The teams proposed a model for cancer development: Oncogene activation disturbed DNA replication, which in turn led to DNA damage and genomic instability. The DNA-damage response normally activated p53 to help keep precancerous lesions under control. "The impact of these papers has been huge," d'Adda di Fagagna says. "You cannot possibly study tumor formation now without considering DNA breaks."
Supporting the initial findings are two recent papers, one from Halazonetis, Bartek, Gorgoulis, and their colleagues, and another from d'Adda di Fagagna and his collaborators.
Halazonetis notes that DNA replication stress and the DNA damage response could "distinguish the majority of cancers from normal tissues." This raises the possibility that detecting the DNA-damage response in cells could help physicians spot cancer early, and that somehow bolstering the DNA-damage response could help impede cancer.
Still, researchers question whether the DNA-damage response actually does trigger p53 tumor suppression. Teams led by Evan and by Manuel Serrano at the Spanish National Cancer Center in Madrid independently found that ARF, a tumor suppressor triggered by oncogenic disruption of the cell cycle and not by DNA damage, was sufficient to activate p53.

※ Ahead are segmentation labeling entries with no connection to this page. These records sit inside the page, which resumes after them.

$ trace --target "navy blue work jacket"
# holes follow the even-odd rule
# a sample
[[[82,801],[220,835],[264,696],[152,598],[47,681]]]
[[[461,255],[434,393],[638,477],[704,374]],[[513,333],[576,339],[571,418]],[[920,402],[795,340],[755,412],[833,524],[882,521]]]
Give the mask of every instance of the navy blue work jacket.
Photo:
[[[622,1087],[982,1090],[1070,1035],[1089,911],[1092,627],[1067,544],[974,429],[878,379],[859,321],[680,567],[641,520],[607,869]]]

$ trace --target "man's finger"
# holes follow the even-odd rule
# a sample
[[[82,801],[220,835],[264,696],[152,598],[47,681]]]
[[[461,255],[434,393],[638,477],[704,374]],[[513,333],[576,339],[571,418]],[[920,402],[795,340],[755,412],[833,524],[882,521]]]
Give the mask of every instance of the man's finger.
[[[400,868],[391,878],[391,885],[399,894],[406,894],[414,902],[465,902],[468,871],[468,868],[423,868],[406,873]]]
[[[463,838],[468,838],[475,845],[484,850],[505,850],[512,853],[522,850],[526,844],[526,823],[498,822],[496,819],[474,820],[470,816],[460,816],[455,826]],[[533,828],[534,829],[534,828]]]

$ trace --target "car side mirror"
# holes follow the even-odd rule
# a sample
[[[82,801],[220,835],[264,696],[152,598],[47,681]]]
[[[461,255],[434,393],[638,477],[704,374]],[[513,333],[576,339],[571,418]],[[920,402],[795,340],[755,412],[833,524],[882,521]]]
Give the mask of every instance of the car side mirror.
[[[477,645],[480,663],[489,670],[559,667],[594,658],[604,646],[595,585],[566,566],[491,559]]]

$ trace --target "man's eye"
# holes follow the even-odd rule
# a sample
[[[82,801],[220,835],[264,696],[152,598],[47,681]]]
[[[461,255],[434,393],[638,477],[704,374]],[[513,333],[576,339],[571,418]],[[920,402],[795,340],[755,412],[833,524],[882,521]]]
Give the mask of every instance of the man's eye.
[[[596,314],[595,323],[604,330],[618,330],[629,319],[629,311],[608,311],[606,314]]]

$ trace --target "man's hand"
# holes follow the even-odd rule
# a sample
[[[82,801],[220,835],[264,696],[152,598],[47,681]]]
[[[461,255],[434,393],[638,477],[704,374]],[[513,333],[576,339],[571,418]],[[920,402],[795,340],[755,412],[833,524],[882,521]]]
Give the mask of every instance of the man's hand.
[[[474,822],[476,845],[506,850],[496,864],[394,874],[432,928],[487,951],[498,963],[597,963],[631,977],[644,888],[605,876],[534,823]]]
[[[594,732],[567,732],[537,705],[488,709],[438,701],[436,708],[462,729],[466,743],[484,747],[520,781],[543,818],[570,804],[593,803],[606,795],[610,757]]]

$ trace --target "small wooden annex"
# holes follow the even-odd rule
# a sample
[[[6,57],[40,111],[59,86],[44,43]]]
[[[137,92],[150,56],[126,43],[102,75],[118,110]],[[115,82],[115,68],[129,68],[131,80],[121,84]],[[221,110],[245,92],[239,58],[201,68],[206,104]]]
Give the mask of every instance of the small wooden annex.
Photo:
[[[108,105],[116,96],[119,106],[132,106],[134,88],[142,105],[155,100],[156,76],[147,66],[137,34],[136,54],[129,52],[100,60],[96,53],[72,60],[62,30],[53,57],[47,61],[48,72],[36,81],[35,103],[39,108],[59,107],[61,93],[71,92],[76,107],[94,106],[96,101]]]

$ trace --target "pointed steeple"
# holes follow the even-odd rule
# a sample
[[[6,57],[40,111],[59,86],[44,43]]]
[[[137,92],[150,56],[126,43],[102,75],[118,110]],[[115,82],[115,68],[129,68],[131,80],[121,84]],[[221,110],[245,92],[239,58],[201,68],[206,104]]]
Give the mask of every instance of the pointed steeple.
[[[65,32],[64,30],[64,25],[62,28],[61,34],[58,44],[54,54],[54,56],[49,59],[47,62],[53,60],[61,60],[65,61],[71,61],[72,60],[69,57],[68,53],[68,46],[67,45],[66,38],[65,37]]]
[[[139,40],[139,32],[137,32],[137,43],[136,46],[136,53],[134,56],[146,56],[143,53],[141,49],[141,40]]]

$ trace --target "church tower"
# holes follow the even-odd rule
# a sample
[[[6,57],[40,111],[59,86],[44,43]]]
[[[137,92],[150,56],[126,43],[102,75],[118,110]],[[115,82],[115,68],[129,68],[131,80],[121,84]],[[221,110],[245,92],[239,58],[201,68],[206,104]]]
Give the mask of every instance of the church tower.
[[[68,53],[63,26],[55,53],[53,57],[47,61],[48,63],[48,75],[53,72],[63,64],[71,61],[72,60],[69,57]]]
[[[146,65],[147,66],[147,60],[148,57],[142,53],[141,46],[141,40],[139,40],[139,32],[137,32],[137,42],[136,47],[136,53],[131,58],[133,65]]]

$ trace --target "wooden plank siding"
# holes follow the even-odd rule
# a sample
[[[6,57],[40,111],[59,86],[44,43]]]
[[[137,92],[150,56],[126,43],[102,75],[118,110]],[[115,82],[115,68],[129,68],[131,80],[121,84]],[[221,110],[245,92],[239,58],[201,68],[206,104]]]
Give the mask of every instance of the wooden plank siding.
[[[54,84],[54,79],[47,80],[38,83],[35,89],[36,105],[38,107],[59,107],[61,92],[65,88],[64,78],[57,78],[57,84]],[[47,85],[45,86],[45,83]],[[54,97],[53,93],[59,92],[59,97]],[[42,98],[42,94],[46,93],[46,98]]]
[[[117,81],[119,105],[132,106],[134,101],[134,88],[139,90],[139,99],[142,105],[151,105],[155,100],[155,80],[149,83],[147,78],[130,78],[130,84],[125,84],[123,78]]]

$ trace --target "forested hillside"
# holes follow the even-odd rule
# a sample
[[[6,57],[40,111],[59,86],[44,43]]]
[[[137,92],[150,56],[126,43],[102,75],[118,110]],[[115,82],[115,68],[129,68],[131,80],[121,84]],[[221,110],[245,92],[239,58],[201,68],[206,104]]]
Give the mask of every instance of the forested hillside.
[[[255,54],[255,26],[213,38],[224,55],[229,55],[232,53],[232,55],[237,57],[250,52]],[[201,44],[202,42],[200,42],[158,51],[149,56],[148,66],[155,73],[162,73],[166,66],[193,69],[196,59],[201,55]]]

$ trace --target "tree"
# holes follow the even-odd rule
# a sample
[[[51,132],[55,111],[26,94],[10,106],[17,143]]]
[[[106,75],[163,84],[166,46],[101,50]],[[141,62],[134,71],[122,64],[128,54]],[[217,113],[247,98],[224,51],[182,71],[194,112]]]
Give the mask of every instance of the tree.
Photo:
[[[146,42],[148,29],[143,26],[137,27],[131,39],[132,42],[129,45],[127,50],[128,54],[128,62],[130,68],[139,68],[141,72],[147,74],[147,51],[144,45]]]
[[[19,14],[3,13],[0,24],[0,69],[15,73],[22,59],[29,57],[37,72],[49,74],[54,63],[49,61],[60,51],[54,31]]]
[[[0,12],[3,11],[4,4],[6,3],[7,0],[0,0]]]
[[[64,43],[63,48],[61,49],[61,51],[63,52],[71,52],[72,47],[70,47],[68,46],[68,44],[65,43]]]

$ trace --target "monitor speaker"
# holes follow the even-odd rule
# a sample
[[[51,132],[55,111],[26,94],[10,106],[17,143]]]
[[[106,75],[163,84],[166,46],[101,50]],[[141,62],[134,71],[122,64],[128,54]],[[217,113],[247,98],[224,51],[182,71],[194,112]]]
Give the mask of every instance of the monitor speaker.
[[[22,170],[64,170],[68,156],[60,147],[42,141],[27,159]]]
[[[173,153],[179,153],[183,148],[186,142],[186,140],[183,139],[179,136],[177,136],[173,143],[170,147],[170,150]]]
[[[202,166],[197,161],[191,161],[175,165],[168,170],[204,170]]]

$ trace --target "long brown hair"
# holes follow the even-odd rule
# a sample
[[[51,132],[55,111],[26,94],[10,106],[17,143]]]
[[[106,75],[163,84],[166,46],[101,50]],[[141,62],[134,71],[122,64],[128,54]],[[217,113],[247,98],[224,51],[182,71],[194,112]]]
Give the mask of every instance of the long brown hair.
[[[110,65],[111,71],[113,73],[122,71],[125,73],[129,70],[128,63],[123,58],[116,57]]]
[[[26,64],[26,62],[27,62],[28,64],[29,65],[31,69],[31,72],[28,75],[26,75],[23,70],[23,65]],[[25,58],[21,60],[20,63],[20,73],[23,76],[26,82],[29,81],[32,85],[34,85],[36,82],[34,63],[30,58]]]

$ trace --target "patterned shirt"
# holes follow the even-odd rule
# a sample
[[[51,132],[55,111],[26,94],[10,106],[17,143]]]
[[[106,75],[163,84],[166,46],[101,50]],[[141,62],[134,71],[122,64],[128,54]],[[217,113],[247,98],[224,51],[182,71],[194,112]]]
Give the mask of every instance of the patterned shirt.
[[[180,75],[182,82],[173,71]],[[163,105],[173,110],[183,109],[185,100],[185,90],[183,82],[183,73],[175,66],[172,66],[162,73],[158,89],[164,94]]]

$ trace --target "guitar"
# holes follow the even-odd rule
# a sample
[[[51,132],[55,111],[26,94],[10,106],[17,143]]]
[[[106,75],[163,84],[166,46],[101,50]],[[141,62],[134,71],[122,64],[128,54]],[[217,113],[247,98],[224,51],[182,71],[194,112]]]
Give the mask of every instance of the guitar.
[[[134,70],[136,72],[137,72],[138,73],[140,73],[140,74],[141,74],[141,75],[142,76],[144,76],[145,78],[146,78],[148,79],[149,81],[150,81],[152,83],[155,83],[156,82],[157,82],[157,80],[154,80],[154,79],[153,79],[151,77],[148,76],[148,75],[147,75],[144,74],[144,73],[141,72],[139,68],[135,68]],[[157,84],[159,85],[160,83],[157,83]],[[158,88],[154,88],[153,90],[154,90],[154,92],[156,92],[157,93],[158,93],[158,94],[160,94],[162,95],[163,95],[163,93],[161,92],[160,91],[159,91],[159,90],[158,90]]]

"Although it makes perfect sense that DNA-damage signaling should be a tumor suppression mechanism, I think that the evidence for this is still missing," Serrano says. For instance, he points out that "p53 is the integrator of so many stresses that it is not possible to say that the key stress that activates p53 in cancer is DNA-damage signaling." He also notes: "It remains to be demonstrated that cells or mice with enhanced DNA-damage signaling are better protected from cancer."
Evan emphasizes that their results do not exclude the possibility that the DNA-damage response is important in tumor suppression. d'Adda di Fagagna notes, "Observations concerning DNA-damage response are being reproduced more and more with different tumor types and oncogenes. But the picture is very complicated. It seems that the DNA-damage response may play a stronger role in some tumors and less with others."